Transparent window coatings that keep buildings and cars cool on sunny days. Devices that could more than triple solar cell efficiencies. Thin, lightweight shields that block thermal detection. These are potential applications for a thin, flexible, light-absorbing material developed by engineers at the University of California San Diego.
The material, called a near-perfect broadband absorber, absorbs more than 87 percent of near-infrared light (1,200 to 2,200 nanometer wavelengths), with 98 percent absorption at 1,550 nanometers, the wavelength for fiber optic communication. The material is capable of absorbing light from every angle. It also can theoretically be customized to absorb certain wavelengths of light while letting others pass through.
Materials that “perfectly” absorb light already exist, but they are bulky and can break when bent. They also cannot be controlled to absorb only a selected range of wavelengths, which is a disadvantage for certain applications. Imagine if a window coating used for cooling not only blocked infrared radiation, but also normal light and radio waves that transmit television and radio programs.
By developing a novel nanoparticle-based design, a team led by professors Zhaowei Liu and Donald Sirbuly at the UC San Diego Jacobs School of Engineering has created a broadband absorber that’s thin, flexible and tunable. The work was published online on Jan. 24 in Proceedings of the National Academy of Sciences.

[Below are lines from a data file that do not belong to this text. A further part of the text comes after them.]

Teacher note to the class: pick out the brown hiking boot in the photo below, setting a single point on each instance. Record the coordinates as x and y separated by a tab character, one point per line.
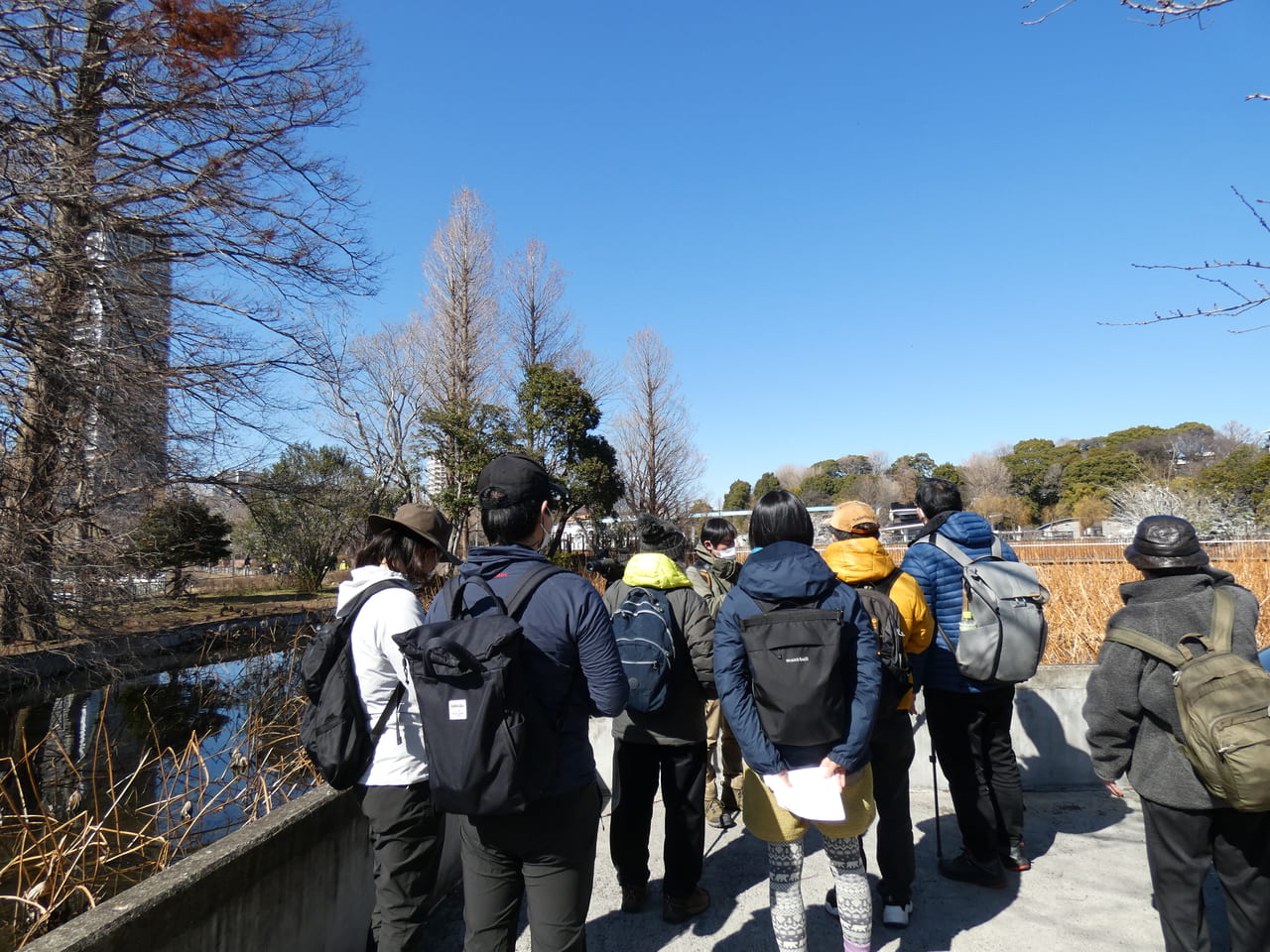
714	814
680	910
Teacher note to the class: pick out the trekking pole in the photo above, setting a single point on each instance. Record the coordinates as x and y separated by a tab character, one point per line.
935	788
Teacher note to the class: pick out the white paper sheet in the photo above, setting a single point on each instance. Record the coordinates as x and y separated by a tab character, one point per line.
811	794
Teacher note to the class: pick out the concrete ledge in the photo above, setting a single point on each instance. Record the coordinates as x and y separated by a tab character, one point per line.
298	879
1048	734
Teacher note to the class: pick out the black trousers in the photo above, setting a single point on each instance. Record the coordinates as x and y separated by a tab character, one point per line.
1182	846
970	734
681	770
405	846
545	856
892	754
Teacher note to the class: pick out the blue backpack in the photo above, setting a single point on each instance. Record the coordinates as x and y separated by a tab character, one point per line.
644	629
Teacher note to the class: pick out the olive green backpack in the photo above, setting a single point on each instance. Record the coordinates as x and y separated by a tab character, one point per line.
1223	702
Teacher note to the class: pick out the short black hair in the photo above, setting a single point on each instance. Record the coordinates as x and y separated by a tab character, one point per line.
400	551
780	517
937	495
716	530
511	524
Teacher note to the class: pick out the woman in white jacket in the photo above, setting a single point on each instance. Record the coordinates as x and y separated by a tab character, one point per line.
405	829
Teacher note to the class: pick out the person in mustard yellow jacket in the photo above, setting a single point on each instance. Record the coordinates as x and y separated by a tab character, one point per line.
858	558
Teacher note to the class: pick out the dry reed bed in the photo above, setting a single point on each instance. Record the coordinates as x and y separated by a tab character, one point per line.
75	830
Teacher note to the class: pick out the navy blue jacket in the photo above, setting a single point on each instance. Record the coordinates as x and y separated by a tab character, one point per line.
572	665
940	578
790	570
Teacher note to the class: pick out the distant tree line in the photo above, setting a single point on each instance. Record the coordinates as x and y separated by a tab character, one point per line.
1220	477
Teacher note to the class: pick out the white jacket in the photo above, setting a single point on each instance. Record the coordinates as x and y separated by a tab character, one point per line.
400	757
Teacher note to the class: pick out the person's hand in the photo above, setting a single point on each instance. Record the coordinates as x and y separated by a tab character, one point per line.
833	769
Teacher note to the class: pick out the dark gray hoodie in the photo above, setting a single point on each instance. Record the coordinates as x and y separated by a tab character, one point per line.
1130	710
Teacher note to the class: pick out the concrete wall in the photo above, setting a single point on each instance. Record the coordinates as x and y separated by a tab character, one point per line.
300	880
295	881
1048	733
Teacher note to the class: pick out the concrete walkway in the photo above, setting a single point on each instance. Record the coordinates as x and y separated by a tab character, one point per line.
1088	892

“This material offers broadband, yet selective absorption that could be tuned to distinct parts of the electromagnetic spectrum,” Liu said.
The absorber relies on optical phenomena known as surface plasmon resonances, which are collective movements of free electrons that occur on the surface of metal nanoparticles upon interaction with certain wavelengths of light. Metal nanoparticles can carry a lot of free electrons, so they exhibit strong surface plasmon resonance — but mainly in visible light, not in the infrared.
UC San Diego engineers reasoned that if they could change the number of free electron carriers, they could tune the material’s surface plasmon resonance to different wavelengths of light. “Make this number lower, and we can push the plasmon resonance to the infrared. Make the number higher, with more electrons, and we can push the plasmon resonance to the ultraviolet region,” Sirbuly said. The problem with this approach is that it is difficult to do in metals.
To address this challenge, engineers designed and built an absorber from materials that could be modified, or doped, to carry a different amount of free electrons: semiconductors. Researchers used a semiconductor called zinc oxide, which has a moderate number of free electrons, and combined it with its metallic version, aluminum-doped zinc oxide, which houses a high number of free electrons — not as much as an actual metal, but enough to give it plasmonic properties in the infrared.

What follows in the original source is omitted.